The third and final book for the Zombie Love Month series is The Forest of Hands and Teeth by Carrie Ryan. I was originally going to read Rot & Ruin by Jonathan Maberry, but I spotted The Forest in my library and since I was short on time, I went for this one instead. It’s the story of a girl named Mary and her quest to escape the strict, isolated village of her youth and find the ocean, a place untouched by the curse of the Unconsecrated.
This book reminds me a bit of Gathering Blue in a way that I’m finding difficult to describe. It’s post-apocalyptic and the society Mary grows up in has very much regressed, but not in the way things traditionally go in zombie stories. This isn’t The Walking Dead or Warm Bodies, where militant groups form. The village in this novel is surrounded by fences to keep the zombies, known as the Unconsecrated, out. Within the safety of the fence, the Sisterhood governs the people with lessons from Scripture and the Guardians maintain the fence. Everyone else gets by as their told. There are specific seasonal celebrations and rituals, and that is the way it apparently has to be. The religious fervor of the town feels a little caricatured at times.
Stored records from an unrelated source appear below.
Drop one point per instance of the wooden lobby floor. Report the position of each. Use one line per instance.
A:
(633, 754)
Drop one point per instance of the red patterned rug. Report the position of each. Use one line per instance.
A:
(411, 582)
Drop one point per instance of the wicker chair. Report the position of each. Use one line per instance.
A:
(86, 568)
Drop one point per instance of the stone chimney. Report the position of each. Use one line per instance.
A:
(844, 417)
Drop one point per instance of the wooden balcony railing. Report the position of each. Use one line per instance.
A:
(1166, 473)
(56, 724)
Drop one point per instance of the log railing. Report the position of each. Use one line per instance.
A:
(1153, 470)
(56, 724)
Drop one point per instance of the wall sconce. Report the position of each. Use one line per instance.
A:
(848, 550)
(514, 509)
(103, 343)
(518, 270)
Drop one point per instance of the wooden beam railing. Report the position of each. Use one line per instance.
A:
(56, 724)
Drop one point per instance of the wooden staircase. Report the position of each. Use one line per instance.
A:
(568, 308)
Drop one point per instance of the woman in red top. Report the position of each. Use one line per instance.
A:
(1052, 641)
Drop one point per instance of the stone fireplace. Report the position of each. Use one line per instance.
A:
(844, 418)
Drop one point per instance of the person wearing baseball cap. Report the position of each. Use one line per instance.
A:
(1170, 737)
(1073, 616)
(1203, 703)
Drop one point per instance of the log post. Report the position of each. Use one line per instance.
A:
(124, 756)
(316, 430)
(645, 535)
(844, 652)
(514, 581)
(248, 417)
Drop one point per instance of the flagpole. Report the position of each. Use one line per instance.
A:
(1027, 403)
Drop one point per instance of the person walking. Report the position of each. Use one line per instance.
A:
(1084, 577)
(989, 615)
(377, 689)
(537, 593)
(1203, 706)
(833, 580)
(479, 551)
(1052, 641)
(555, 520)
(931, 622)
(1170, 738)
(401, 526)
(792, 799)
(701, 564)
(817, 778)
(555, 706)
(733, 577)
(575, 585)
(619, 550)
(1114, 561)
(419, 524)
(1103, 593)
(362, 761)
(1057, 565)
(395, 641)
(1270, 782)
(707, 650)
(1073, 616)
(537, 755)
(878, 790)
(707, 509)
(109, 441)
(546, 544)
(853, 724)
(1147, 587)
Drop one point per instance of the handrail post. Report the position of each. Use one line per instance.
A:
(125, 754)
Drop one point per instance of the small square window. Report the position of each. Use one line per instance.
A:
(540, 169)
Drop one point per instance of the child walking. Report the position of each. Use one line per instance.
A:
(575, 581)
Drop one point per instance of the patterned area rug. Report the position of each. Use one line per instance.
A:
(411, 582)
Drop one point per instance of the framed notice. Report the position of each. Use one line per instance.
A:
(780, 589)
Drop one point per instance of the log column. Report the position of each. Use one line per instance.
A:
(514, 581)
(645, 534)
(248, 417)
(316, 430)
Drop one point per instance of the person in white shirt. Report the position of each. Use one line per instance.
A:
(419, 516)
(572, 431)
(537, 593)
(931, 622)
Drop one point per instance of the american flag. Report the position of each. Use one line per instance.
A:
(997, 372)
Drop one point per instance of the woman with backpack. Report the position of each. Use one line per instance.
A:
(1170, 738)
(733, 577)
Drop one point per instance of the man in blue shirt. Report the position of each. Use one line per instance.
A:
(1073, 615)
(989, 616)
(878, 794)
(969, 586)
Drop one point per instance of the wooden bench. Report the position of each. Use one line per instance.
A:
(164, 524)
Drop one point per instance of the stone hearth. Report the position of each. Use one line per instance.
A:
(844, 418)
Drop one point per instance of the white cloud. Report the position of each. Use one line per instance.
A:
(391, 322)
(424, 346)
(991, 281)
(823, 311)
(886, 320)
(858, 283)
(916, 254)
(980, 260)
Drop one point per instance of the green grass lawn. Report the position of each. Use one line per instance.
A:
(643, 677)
I think the reason I’m finding the setting difficult to describe is because it’s very vague in the novel. I’m imagining the village as comparable to pioneer settlements from late 19th century America, minus firearms–the village doesn’t seem to have any more modern weapons than crossbows. Ryan describes the Sisterhood pretty well, but I don’t have any idea, for example, what kind of clothes people wear (except that the women are in skirts), and I’m assuming the houses are wooden, one-story cottages, but there’s no description of them. What do people other than the Sisters and the Guardians do? I have no idea how long after the “Return” the novel takes place, or even what the “Return” really was. Was it when the zombies arrived? Were they the ones “Returning”? Had they shown up before? Or does “the Return” just refer to a mass conversion of human to zombie, since when a living person becomes a zombie it’s said they “returned”? They’re in a forest, but what’s the climate? They have seasons, so it’s at least temperate. What kind of forest? The kind of trees, the kind of soil, could indicate whether the ocean was near or far, and since that’s Mary’s end goal I think it’s relevant.
Having so little information about the surroundings didn’t exactly keep me from enjoying the read, but I would have liked a little more solid description. I ended up just visualizing the set from M. Night Shyamalan’s The Village.
I have no idea how old Mary is. She’s of marriageable age, but what does that mean? For late 19th century American pioneers, that could have been fifteen or sixteen years old. I do know that she’s two years past the minimum age for marriage. So is she eighteen? Or is “marriageable” eighteen, and she’s twenty now? Since this is a YA book, I assumed that she was between sixteen and eighteen, but a lot can change in those two years and her age would have been helpful for putting her emotional development into context. Sometimes she seems mature, but she is sometimes given to melodramatic moments of despair–often the same moment over and over again, actually. In some ways she’s extreme. She totally stops believing in God when her mother dies, and only later wonders if God might be different than the Sisterhood told her. She has a bit of an obsessive personality, allowing people or ideas to consume her thoughts. She seems to latch onto each new thing as though it is the one thing capable of making her happy, only to find that it’s never enough.
Mary is not exactly likable, but that being said, I enjoyed her as a narrator. I can’t say that I care too much about her, but she also didn’t really annoy me, and I did find her interesting enough to read to the end. The book is very, very centered on her. I hardly was able to get a sense of the other main characters because Mary was so focused on herself. As a reader, I’m sad that the other characters weren’t very fleshed out, but since Mary learns a lot of hard lessons, particularly about her own selfishness and egocentricity, I think the first-person narration really served that purpose.
The author left a lot of questions hanging, and while it didn’t exactly impede my enjoyment of the book, I definitely didn’t feel as pulled-in as I would have with more world-building. Though this is, theoretically, a book about zombies, it felt totally disconnected from any zombie apocalypse because I had no idea where it fell in the apocalypse timeline. This is apparently the first in a series, so perhaps all of this gets expanded, but I’d be way more interested in reading further books if there had been more establishing description in this first one. As it stands right now, I’m not intrigued enough to continue. In some ways, I think that this book takes interesting turns away from typical zombie stories, but in other ways I feel like those turns don’t 100% work. Also, lots of Things are Capitalized (the Fast One! oooo, ahhhh), which got annoying after a while. Still, this is an enjoyable enough book, and a quick read.
Rating: 3/5 stars.
Recommended for: People who commit to a whole series before they start the first book.